Speaker of the Illinois House of Representatives
- In office 1905–1909

Member of the Illinois House of Representatives
- In office 1900–1919

Personal details
- Born: Edward David Shurtleff September 19, 1863 Genoa, Illinois, U.S.
- Died: December 14, 1936 (aged 73) Marengo, Illinois, U.S.
- Party: Republican
- Alma mater: Oberlin College
- Occupation: Politician, lawyer, judge

= Edward D. Shurtleff =

American politician (1863–1936)

Edward David Shurtleff (September 19, 1863 - December 14, 1936) was an American jurist and politician.

Born in Genoa, Illinois, Shurtleff studied at Oberlin College.

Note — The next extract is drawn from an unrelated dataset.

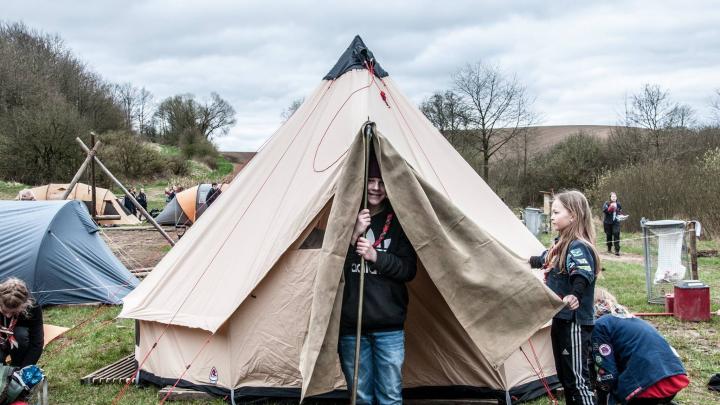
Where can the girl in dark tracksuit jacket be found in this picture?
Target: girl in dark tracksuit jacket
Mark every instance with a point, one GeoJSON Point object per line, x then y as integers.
{"type": "Point", "coordinates": [571, 266]}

He studied law and was admitted to the Dakota Territory bar and then practiced in what is now the state of South Dakota. In 1894, Shurtleff was admitted to the Illinois bar and practiced law in Marengo, Illinois. Shurtleff served on the McHenry County, Illinois Board of Commissioners and served as mayor of Marengo, Illinois. He also practiced law in Chicago, Illinois. From 1900 until 1919, Shurtleff served in the Illinois House of Representatives and was the speaker of the house from 1905 to 1909. In 1919, Shurtleff was appointed Illinois Circuit Court judge. From 1927 to 1933, Shurtleff served on the Illinois Appellate Court. Shurtleff died at his home in Marengo, Illinois from a heart attack.